Saturday, May 03, 2008

On services rendered

It looks like Walkswithcoffee was right on target in commenting on this post about Conadscam, as other in-and-out transactions are being called into question for what looks like good reason. With that in mind, let's note the two major issues raised by the latest allegations.

First, as discussed by Cameron, is the question of substantial transactions being dated after the election itself. It would seem obvious that the intention of allowing candidates time after an election to supply their returns would be to permit the inclusion of transactions legitimately related to the election which were overlooked initially - not to allow them to throw money back and forth to try to change the substance of how money was actually spent.

Indeed, the potential for abuse if the situation were otherwise would be obvious. Remember that each party may only be reimbursed for local expenses in a riding where it obtains 10% of the vote: if expenses could legitimately be reallocated after the fact, then parties would be able to rig up transfers after the vote takes place to make sure all their expenses took place in ridings where that threshold was achieved.

Second is the question of Elections Canada rebates - and it's here that there may be an important distinction compared to Conadscam as discussed so far. To date, the major issue with the Cons' ad expenses was the level at which expenditures were claimed: money which was in reality spent at the national level was claimed at the local level in an effort to circumvent the national expense limits.
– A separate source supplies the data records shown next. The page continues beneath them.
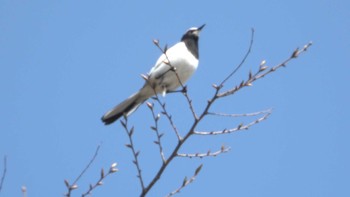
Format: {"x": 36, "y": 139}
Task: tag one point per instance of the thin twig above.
{"x": 3, "y": 173}
{"x": 155, "y": 128}
{"x": 241, "y": 115}
{"x": 207, "y": 154}
{"x": 168, "y": 116}
{"x": 263, "y": 71}
{"x": 112, "y": 170}
{"x": 134, "y": 152}
{"x": 74, "y": 185}
{"x": 186, "y": 181}
{"x": 238, "y": 128}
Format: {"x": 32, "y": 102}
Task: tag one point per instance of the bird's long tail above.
{"x": 126, "y": 107}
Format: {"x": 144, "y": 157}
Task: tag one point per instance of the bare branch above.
{"x": 3, "y": 173}
{"x": 241, "y": 115}
{"x": 207, "y": 154}
{"x": 155, "y": 128}
{"x": 112, "y": 170}
{"x": 168, "y": 116}
{"x": 74, "y": 185}
{"x": 263, "y": 71}
{"x": 186, "y": 181}
{"x": 238, "y": 128}
{"x": 134, "y": 152}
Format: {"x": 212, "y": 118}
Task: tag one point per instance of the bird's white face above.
{"x": 193, "y": 31}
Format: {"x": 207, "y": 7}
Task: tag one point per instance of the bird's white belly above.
{"x": 163, "y": 78}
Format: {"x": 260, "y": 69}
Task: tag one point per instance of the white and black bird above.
{"x": 183, "y": 56}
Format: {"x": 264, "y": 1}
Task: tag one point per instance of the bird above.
{"x": 172, "y": 69}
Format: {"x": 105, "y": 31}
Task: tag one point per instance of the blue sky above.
{"x": 64, "y": 63}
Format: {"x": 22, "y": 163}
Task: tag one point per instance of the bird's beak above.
{"x": 201, "y": 27}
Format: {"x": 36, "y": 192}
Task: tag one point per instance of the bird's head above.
{"x": 193, "y": 32}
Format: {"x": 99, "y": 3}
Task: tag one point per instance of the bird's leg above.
{"x": 183, "y": 90}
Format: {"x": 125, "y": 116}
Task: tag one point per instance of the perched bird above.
{"x": 183, "y": 57}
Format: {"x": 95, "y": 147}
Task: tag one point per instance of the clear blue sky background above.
{"x": 64, "y": 63}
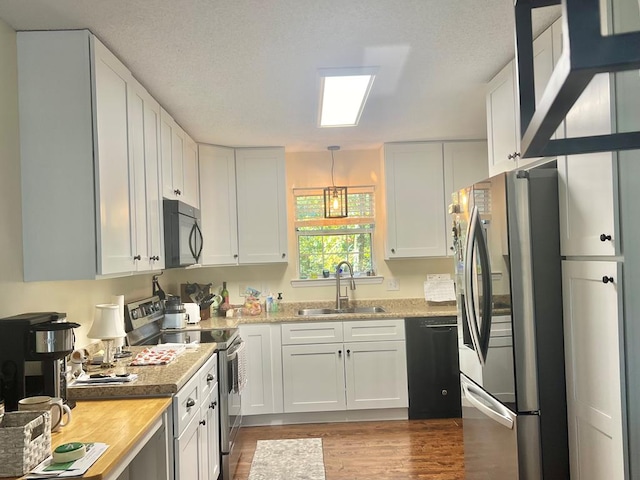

In other words, Conadscam involved the Cons pretending that a single transaction took place between riding associations and suppliers rather than the national party and suppliers. That would result in a higher level of rebate (60% at the riding level rather than 50% at the national level), but there's no indication that the rebate was the primary motivating factor - and certainly the potential for rebate abuse is relatively small compared to the dangers associated with exceeding the expenditure limits.

In contrast, today's allegations present the first serious question about double-dipping when it comes to rebates. In effect, the allegation is that the Cons first spent national money on polling from a third-party supplier, presumably claiming that amount at the 50% rebate level. Then, the Cons' national party would bill riding associations for providing the same poll - securing a 60% rebate at the riding level without adding any additional service into the mix.

Which means that if the amount charged to the riding associations matched the amount originally spent, the Cons would receive $1.10 back for every dollar originally spent on polling. (And of course there's no particular reason why the amounts couldn't have been inflated even further by increasing the amount charged at the riding level.)

Now, the issues involved in the polling scheme are largely the opposite of those raised by Conadscam: the scheme would actually boost the amount spent under the election spending caps for the purpose of inflating the available rebates.

But that's where the timing may be particularly significant. A campaign coordinating both kinds of schemes could shuffle money around ala Conadscam to leave itself the ability to spend beyond any limit applicable during the campaign, then transfer money around after the election was done with to maximize the available rebates once the limits were no longer a concern.

We'll see if the new in-and-out scheme is laid out by the same kind of damning evidence already available when it comes to Conadscam. But for now, it looks like the Cons' 2006 campaign was planned to make a mockery of Canada's election rules - which would offer plenty of reason for Elections Canada to keep the Cons under the microscope.